I would like to add, I have been raising 30+ types of CPs for nearly 8 years now (long before frogs), and one thing is for sure, sundews need a LOT of light. If you had something of lower wattage, they will not thrive much below two inches of the bulb. But for best color, they need at least a 55 watt CF and directly under it for good growth inside. Sarracenia purpurea is a poor choice in a tropical tank because they are temperate and need even more light then a sundew likes. Most CPs will not like the more neutral pH of vivarium soil, and will not like the mineral buildup (unless you're using a misting system with RO water.) However, they tend to prefer much more acidic media with much fewer nutrients than what we keep our frogs and other plants in.

They tend to mold prey in a very sealed up tank. I tried putting one in a setup vivarium and had to remove it because of that.

Yes, Heliamphora have a symbiotic relationship. There is a hairless splotch right underneath the nectar spoon that encourages hylids to feed off insects that manage to be attracted to the nectar, and then defecate (fertilizer) into the pitchers. Peter D'Amato also notices that in his nursery, P. regalla will do the same thing, even if naturally they are separated by an entire continent.

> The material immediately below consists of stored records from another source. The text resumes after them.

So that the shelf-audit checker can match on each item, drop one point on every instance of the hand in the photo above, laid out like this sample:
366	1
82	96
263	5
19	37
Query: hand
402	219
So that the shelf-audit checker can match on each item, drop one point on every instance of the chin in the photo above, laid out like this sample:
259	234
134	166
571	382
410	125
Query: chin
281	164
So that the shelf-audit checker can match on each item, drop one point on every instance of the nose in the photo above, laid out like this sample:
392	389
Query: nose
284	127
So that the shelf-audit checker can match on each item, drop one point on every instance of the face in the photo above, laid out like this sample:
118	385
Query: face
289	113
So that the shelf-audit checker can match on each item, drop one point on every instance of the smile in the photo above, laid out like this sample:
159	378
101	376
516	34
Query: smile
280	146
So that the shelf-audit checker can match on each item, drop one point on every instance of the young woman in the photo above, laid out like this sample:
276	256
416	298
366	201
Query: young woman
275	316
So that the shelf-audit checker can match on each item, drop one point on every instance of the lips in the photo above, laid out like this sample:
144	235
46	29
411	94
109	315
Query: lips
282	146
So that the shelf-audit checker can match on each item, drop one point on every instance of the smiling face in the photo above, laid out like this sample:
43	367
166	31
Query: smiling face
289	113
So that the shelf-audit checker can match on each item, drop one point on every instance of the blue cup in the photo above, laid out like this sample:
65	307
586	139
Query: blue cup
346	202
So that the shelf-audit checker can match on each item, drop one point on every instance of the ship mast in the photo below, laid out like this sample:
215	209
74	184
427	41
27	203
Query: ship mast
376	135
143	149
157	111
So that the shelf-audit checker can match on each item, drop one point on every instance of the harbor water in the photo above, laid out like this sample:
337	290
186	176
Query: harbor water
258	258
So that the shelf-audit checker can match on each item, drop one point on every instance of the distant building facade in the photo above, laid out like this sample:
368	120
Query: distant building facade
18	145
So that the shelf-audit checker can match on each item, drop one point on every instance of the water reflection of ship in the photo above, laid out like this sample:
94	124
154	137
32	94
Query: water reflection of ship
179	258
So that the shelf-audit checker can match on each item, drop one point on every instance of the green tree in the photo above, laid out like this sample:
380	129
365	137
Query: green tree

Ed: There are a few Rhacophorus frogs that DO utilize Nepenthes. There was an article in CPN about that, btw.


----------



## Ed (Sep 19, 2004)

Hi Doug,

I get the cpn also and I remember the article, however most nepenths do not stay small enough to be of use in the average frog enclosure which is why I skipped over them unoike the helioamphoras. 
I used S. purpurea as the example, not to encourage its use in frog terraria but to give an example of a pitcher that does not use digestive enzymes in the pitchers.. 


Ed


----------



## Rain_Frog (Apr 27, 2004)

I wasn't trying to encourage it either, but I've gotten into several debates with that already, so not to be redundant. Just a random, side thing about the Rhacophorus. (However, some people HAVE attempted to keep purpurea in their tanks) While I know you weren't necessarily recommending it, I thought I might add that because of the many complaints that their S. purpurea haven't done very well in their tanks.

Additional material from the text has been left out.